The lemma is almost a re-statement of one of Weyl’s inequalities:

    \[ \sigma_{i+j-1}(X+Y) \leq \sigma_i(X) + \sigma_j(Y). \]

To see this, let X=A-B, Y=B, and j=k+1, and note that \sigma_{k+1}(B) is zero. Instead of invoking this inequality directly, we will prove the lemma from first principle.

(Of lemma) We first prove the case when i=1, i.e., \sigma_{k+1}(A) \leq \sigma_1(A-B).
Let V be the vector space spanned by the top k+1 right singular vectors v_1,\ldots,v_{k+1}, and W be the null space of B. By dimension argument, there must exist a non-zero vector w in V \cap W. Then bounding from above, we have

    \[ \|Aw\|_2 = \|(A-B)w\|_2 \leq \sigma_1(A-B) \|w\|_2. \]

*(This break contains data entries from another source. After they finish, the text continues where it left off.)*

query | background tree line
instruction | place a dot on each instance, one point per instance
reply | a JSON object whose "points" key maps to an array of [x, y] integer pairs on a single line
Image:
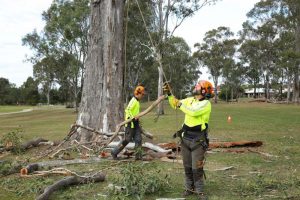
{"points": [[265, 53]]}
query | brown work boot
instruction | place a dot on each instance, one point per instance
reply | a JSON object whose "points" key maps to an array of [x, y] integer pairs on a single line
{"points": [[201, 196], [187, 193]]}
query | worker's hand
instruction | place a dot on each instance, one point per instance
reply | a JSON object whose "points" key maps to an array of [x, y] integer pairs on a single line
{"points": [[167, 88], [176, 103]]}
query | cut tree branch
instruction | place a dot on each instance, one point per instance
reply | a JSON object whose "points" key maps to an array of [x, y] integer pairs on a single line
{"points": [[73, 180]]}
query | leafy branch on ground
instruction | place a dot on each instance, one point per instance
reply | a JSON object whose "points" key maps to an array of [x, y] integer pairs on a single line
{"points": [[138, 179], [13, 138]]}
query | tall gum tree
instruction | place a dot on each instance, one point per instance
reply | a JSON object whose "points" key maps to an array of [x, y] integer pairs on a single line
{"points": [[101, 103]]}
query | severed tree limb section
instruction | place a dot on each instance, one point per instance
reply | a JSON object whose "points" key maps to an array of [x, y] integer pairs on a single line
{"points": [[95, 131], [141, 114], [144, 132], [235, 144], [71, 132], [73, 180], [25, 146], [54, 163], [148, 145]]}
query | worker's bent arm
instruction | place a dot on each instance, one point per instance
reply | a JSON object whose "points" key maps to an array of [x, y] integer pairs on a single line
{"points": [[172, 101], [130, 107], [200, 108]]}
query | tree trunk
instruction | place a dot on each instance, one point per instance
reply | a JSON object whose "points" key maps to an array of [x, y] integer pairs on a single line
{"points": [[215, 79], [296, 88], [160, 107], [101, 103], [289, 89]]}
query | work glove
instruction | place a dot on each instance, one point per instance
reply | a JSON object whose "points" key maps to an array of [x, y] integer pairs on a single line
{"points": [[176, 103], [166, 88]]}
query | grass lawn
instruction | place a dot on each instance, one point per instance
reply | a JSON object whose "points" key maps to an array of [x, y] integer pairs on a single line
{"points": [[254, 176], [7, 109]]}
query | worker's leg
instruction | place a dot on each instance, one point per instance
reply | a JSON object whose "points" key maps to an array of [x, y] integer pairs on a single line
{"points": [[187, 164], [197, 165], [138, 143], [128, 135]]}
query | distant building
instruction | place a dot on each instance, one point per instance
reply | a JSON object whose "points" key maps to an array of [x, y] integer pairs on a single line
{"points": [[260, 92]]}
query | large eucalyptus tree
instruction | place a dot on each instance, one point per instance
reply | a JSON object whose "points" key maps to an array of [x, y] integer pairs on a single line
{"points": [[102, 103]]}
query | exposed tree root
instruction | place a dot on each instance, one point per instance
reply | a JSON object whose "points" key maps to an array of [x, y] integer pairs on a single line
{"points": [[25, 146]]}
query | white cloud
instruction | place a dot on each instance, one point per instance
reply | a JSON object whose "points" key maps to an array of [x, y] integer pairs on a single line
{"points": [[19, 17]]}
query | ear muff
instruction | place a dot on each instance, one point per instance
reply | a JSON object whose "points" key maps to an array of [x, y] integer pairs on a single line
{"points": [[139, 90]]}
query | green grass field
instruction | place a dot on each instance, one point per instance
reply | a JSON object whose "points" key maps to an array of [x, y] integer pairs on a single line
{"points": [[254, 176], [7, 109]]}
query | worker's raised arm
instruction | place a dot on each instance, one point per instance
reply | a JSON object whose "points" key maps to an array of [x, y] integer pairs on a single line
{"points": [[195, 109], [130, 108]]}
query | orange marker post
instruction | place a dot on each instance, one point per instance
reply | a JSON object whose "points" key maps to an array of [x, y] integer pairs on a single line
{"points": [[229, 119]]}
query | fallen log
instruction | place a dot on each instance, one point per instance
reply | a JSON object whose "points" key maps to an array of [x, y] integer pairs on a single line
{"points": [[55, 163], [73, 180], [144, 132], [25, 146], [148, 145], [235, 144]]}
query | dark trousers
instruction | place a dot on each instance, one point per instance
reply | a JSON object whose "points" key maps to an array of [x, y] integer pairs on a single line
{"points": [[193, 162], [131, 134]]}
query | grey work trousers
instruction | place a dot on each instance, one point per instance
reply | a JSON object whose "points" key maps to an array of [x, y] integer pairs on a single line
{"points": [[193, 162]]}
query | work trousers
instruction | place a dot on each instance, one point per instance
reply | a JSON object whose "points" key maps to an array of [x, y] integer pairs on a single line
{"points": [[134, 134], [193, 162]]}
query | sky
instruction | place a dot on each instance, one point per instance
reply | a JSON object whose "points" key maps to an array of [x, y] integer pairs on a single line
{"points": [[20, 17]]}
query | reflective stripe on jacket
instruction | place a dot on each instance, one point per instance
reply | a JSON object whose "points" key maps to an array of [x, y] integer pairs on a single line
{"points": [[196, 112], [132, 109]]}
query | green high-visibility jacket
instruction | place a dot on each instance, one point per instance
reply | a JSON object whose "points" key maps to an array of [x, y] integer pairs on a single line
{"points": [[196, 112], [132, 109]]}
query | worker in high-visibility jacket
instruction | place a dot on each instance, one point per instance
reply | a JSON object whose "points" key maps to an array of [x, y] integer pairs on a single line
{"points": [[132, 130], [194, 134]]}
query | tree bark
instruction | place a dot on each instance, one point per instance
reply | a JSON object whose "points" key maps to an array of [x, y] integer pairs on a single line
{"points": [[296, 88], [101, 103], [73, 180]]}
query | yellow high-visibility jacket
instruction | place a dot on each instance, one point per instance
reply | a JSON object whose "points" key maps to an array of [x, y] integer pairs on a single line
{"points": [[196, 112], [132, 109]]}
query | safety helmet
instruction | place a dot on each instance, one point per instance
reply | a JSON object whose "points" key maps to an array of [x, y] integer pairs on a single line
{"points": [[204, 88], [139, 90]]}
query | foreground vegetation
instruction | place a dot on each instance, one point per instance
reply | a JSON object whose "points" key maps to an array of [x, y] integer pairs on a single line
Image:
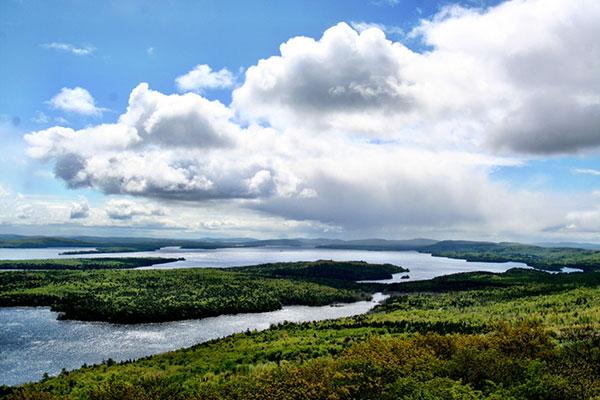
{"points": [[85, 263], [164, 295], [519, 335]]}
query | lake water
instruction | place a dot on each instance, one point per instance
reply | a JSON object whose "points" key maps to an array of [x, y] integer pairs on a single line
{"points": [[33, 341], [421, 265]]}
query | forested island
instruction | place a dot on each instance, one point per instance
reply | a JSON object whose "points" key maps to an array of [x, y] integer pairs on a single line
{"points": [[126, 296], [539, 257], [523, 334]]}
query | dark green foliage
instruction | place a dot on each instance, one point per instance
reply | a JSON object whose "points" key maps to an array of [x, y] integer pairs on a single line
{"points": [[519, 335], [548, 258], [85, 263], [161, 295], [326, 269]]}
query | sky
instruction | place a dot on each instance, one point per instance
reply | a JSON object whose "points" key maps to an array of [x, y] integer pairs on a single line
{"points": [[342, 119]]}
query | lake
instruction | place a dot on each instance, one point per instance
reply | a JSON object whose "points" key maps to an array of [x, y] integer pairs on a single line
{"points": [[421, 265], [33, 341]]}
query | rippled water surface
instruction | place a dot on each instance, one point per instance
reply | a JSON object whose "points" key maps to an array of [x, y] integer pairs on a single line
{"points": [[33, 341], [421, 265]]}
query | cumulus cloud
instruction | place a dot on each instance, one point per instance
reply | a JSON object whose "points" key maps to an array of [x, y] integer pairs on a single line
{"points": [[587, 171], [69, 48], [355, 131], [76, 100], [518, 77], [165, 146], [126, 209], [80, 209], [203, 77], [329, 83]]}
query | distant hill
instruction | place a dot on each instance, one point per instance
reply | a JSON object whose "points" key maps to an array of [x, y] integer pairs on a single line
{"points": [[575, 245], [380, 244]]}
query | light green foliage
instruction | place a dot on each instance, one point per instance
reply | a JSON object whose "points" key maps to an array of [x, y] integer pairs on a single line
{"points": [[530, 336]]}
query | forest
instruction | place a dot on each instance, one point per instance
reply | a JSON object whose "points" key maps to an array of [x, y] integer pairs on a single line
{"points": [[127, 296], [519, 335]]}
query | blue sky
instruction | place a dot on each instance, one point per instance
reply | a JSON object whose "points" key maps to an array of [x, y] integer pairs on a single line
{"points": [[109, 48]]}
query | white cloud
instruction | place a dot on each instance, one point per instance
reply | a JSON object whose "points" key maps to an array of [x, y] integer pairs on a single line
{"points": [[520, 77], [203, 77], [177, 147], [126, 209], [80, 209], [361, 26], [587, 171], [76, 100], [364, 134], [69, 48]]}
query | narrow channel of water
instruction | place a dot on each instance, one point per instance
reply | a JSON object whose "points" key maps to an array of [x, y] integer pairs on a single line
{"points": [[33, 341]]}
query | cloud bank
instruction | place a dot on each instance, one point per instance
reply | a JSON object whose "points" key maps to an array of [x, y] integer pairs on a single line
{"points": [[354, 131]]}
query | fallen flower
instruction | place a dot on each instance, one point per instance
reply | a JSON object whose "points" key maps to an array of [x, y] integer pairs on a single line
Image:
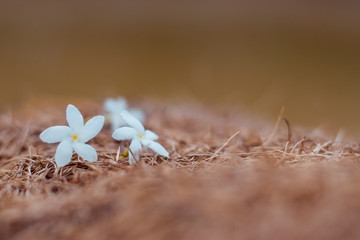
{"points": [[115, 107], [74, 137], [139, 136]]}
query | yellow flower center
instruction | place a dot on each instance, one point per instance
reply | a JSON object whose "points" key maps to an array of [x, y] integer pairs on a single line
{"points": [[74, 137]]}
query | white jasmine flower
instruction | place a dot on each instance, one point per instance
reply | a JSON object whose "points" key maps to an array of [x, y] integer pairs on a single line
{"points": [[74, 137], [139, 136], [115, 106]]}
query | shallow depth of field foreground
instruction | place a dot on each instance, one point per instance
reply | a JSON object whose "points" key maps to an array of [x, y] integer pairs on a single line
{"points": [[229, 177]]}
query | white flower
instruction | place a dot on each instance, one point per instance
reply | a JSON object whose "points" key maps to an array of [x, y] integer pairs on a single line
{"points": [[115, 106], [139, 136], [74, 137]]}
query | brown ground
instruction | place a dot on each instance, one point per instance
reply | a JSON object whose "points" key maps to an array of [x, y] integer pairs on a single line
{"points": [[213, 187]]}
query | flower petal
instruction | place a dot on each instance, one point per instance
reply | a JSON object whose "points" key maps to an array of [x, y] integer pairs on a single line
{"points": [[150, 135], [91, 128], [63, 153], [74, 117], [124, 133], [156, 147], [132, 121], [55, 134], [134, 153], [85, 151], [116, 121]]}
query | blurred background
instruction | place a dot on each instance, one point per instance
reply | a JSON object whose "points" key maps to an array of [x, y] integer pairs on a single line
{"points": [[259, 55]]}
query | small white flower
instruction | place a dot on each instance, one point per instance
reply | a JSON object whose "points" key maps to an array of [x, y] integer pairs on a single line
{"points": [[139, 136], [74, 137], [115, 106]]}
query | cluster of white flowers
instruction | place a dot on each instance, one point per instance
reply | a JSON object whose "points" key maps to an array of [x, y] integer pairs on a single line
{"points": [[127, 125]]}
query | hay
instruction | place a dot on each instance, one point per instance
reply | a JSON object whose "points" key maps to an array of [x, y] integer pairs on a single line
{"points": [[226, 179]]}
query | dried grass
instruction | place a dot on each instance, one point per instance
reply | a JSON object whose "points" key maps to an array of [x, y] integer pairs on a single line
{"points": [[226, 179]]}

Bounding from below and using the facts that w is orthogonal to v_i when i > k+1, Pythagorean Theorem, decreasing magnitude of singular values, and w lies in the orthonormal set \{v_1,\ldots,v_k\}, respectively, we obtain

    \begin{eqnarray*} \norm{Aw}_2^2 & = & \norm{\sum_{i=1}^{k+1} \sigma_i u_i \langle v_i, w\rangle}_2^2 \\ & = & \sum_{i=1}^{k+1} \sigma_i^2 \langle v_i, w \rangle ^2 \\ & \geq & \sigma_{k+1}^2 \sum_{i=1}^{k+1} \langle v_i, w \rangle ^2 \\ & = & \sigma_{k+1}^2 \|w\|_2^2. \end{eqnarray*}

Combining both sides yields \sigma_{k+1}(A) \leq \sigma_1(A-B).

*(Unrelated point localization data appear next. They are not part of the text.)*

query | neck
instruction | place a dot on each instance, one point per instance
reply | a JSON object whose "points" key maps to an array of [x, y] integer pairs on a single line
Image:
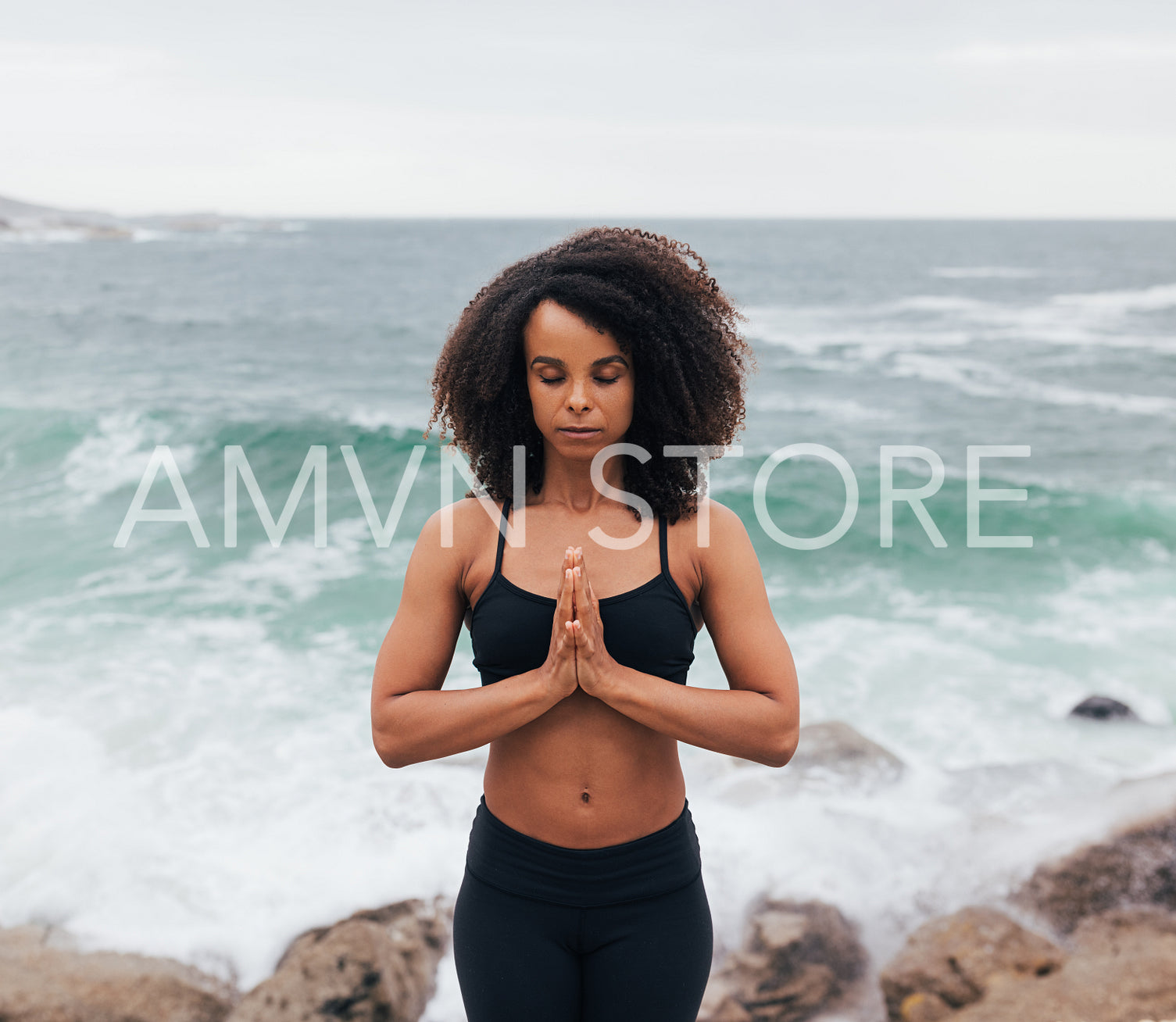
{"points": [[570, 484]]}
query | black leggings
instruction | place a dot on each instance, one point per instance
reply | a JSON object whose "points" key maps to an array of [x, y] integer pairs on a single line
{"points": [[600, 935]]}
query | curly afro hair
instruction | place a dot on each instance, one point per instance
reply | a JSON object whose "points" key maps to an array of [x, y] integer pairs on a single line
{"points": [[668, 316]]}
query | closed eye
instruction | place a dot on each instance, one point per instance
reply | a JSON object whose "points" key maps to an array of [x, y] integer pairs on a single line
{"points": [[560, 379]]}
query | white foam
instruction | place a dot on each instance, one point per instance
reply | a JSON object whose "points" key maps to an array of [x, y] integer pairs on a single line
{"points": [[985, 272], [1116, 302], [116, 456], [985, 380]]}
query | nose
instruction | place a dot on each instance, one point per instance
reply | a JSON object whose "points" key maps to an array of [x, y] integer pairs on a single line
{"points": [[579, 400]]}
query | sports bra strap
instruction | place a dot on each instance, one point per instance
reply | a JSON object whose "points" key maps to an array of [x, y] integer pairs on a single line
{"points": [[502, 535]]}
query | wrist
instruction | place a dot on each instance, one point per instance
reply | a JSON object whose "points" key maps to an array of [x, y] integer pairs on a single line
{"points": [[608, 681]]}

Now we prove the general case. Using the i=1 case, we know that for any matrix C with rank at most i+k-1,

    \[ \sigma_{i+k}(A) \leq \sigma_1(A-C). \]

Writing C=C'+C'', we can write A-C = (A - B - C') + (B - C''). Since \sigma_1(X+Y) \leq \sigma_1(X) + \sigma(Y) (expressing \sigma_1 as the inner product \langle v, (X+Y)u \rangle and applying Cauchy-Schwarz, where u and v are the top left and right singular vectors of X+Y, respectively) , we have that

    \[ \sigma_{i+k}(A) \leq \sigma_1(A-B-C') + \sigma_1(B-C''). \]

Since the above inequality holds for arbitrary C with rank at most i+k-1, we can choose C'=(A-B)_{i-1} and C''=B_k. Then we can conclude that

    \[ \sigma_{i+k}(A) \leq \sigma_{i}(A-B) + \sigma_{k+1}(B), \]

completing the proof since \sigma_{k+1}(B) is zero.